Whether they end up in France, Kenya, Puntland or the Netherlands, critics say the international legal framework is insufficient and that the suspects’ rights are not guaranteed.
Puntland’s institutions need to be built from scratch and its human rights record has repeatedly come under fire. Yet, the three-month-old administration of Puntland president Abdirahman Mohamud Farole insists it is up to the task.
Last week Wednesday, Puntland's supreme court handed down three-year jail terms to 37 pirates who had been captured by the US and French navies."We are strengthening our legal system by employing more judges and increasing their salaries," Farole said.
Way forward
The lack of legal provisions on piracy and criminal activities at sea has meant that dozens of pirates have simply been allowed to sail free or been dumped back on the shores of Somalia.
The Law of the Sea Convention gives foreign warships the right to prevent, deter and respond to acts of piracy but it does not apply to territorial waters and inadequately addresses the issue of transfer ashore. In a working document for a UN-sponsored conference in December, it was also pointed out that human rights were an issue, "particularly the standard of treatment that a suspected pirate would experience both in custody and at trial."

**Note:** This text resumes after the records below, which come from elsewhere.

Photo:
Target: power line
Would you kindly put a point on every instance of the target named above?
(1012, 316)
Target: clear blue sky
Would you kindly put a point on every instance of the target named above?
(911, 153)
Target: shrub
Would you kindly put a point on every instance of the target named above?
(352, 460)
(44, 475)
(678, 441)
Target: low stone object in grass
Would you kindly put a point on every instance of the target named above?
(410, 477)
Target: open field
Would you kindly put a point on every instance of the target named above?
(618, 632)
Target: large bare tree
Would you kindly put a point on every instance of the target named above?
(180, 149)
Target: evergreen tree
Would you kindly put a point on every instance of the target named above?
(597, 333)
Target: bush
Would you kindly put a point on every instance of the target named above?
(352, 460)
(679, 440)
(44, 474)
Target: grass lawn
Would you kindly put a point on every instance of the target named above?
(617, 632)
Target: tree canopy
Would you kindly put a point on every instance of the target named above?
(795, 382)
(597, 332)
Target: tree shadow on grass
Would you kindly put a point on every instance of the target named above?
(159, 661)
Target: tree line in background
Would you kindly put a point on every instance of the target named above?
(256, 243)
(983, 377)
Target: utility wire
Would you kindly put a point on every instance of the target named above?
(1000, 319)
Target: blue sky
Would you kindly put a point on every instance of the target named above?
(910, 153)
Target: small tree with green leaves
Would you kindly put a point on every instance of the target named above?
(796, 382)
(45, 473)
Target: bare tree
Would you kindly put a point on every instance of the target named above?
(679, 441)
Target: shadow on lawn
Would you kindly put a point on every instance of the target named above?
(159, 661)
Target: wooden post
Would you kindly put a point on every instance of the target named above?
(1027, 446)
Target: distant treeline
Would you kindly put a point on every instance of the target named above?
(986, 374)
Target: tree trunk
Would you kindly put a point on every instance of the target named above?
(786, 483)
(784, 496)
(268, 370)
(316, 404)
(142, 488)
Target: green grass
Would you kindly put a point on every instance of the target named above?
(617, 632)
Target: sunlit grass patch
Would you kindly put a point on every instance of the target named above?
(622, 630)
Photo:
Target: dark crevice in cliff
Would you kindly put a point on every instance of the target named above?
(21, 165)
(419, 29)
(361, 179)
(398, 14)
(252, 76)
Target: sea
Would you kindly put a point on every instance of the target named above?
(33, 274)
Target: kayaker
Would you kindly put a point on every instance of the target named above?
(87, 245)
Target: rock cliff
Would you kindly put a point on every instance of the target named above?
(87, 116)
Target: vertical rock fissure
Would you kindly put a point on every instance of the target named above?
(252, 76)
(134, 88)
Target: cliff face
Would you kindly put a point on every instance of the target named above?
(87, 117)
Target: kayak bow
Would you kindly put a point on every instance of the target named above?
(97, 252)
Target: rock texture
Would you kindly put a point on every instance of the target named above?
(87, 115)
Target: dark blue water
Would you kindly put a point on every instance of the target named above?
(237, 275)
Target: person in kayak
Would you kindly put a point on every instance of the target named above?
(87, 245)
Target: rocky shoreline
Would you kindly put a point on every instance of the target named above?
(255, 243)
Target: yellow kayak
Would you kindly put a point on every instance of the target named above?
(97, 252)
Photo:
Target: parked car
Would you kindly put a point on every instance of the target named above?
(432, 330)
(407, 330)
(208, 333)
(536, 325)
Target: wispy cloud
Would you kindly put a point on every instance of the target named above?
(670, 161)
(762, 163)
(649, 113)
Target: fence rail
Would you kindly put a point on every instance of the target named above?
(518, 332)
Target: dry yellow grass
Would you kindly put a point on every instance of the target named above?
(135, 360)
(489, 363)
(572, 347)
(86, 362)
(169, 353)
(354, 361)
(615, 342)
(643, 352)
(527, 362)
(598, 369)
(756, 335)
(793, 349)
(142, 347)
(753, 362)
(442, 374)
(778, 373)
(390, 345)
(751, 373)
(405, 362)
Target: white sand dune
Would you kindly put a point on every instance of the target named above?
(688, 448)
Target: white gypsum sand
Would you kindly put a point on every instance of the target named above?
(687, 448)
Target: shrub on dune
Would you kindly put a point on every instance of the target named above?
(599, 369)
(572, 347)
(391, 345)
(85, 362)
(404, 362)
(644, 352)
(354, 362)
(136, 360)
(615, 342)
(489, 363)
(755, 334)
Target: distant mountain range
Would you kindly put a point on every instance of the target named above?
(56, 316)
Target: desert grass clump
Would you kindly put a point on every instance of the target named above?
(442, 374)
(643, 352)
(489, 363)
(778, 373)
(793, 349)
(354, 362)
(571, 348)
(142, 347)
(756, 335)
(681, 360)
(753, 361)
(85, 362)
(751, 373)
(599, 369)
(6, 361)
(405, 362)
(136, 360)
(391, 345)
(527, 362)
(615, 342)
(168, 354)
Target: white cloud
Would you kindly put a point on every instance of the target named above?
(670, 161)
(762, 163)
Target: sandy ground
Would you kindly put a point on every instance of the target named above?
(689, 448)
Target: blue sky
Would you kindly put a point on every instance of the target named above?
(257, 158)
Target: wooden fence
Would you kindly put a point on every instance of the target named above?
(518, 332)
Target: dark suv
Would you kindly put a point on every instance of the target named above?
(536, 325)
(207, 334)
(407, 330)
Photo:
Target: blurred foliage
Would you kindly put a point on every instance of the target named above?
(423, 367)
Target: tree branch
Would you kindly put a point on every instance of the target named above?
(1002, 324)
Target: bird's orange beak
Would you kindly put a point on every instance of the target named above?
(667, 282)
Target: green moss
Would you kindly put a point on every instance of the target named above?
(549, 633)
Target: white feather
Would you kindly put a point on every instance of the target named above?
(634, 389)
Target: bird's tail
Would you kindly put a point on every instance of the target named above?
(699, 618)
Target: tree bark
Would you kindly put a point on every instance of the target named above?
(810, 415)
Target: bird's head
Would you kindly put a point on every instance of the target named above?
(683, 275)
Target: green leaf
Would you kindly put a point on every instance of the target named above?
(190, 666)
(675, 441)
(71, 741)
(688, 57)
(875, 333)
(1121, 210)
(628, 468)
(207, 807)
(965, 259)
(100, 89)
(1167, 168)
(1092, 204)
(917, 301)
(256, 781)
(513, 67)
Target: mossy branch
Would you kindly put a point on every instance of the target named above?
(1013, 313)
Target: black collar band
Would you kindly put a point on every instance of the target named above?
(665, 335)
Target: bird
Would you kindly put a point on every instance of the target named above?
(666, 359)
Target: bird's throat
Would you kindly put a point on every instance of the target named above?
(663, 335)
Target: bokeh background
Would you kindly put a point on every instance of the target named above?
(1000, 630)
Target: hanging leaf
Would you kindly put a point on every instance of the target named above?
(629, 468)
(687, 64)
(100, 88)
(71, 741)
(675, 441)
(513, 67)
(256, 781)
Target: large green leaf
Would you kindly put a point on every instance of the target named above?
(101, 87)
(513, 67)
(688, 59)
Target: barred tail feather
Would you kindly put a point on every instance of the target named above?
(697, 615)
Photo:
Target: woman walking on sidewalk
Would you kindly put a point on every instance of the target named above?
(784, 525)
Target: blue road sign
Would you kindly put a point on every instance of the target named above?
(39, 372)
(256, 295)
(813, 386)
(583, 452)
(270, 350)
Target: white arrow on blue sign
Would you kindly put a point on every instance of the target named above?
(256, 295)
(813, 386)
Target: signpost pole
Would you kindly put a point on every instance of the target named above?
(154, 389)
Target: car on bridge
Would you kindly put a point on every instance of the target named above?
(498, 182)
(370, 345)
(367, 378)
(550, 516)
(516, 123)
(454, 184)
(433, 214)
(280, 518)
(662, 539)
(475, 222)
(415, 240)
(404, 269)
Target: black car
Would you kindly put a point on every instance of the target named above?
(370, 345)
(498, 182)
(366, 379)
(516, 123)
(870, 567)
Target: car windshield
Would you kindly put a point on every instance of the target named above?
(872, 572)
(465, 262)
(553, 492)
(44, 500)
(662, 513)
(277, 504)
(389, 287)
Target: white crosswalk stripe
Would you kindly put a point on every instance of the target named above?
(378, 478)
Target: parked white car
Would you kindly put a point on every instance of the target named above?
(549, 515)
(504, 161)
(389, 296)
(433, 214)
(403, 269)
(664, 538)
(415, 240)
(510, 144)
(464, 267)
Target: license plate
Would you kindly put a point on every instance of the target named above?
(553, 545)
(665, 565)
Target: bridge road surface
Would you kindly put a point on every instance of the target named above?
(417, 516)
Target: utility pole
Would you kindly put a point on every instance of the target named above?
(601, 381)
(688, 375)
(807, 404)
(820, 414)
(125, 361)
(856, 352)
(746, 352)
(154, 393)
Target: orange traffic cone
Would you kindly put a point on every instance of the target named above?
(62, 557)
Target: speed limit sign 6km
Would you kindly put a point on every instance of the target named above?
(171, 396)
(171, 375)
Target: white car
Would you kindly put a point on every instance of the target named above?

When Le Ponant, a luxury French yacht, was hijacked in April 2008, French commandos pursued pirates on land after the ransom was paid and the ship freed, arresting six of them. A year later, they have not been charged and court-appointed defence lawyer Romain Ruth argued that the five days the captured pirates spent on a French warship before being transferred were a violation of the law.
Veteran Somali rights activist Abdullahi Daib says foreign powers are missing the point by seeking to prosecute pirates. "After 19 years without a government, Somalia is a country that needs help, not a military or a legal crackdown. Many of these young people have no future, the only job they can find nowadays is in piracy."
Many pirates netted by the 20-odd foreign warships plying the region’s seas are now brought to Kenya, the only coastal nation to have dedicated agreements with major naval powers. Critics have argued that capturing Somali pirates and handing them over to a third state is tantamount to rendition. "The Kenyan judicial system is inefficient, fairly corrupt and lacks capacity," said Peter Chalk, a piracy and terrorism expert with the US-based Rand Corporation think-tank.
But UN expert Stefan Liller argued that it was one of the few options immediately available. "Nobody thinks that Kenya has a perfect legal system but Kenya is one of the few solutions. Nobody is willing to send suspects to Yemen for example, where punishment for piracy is crucifixion," said Liller, who works with the UN Office on Drugs and Crime. "There are a lot of ideas being floated, such as a special piracy tribunal, but everyone is basically struggling to find out what the best way forward is."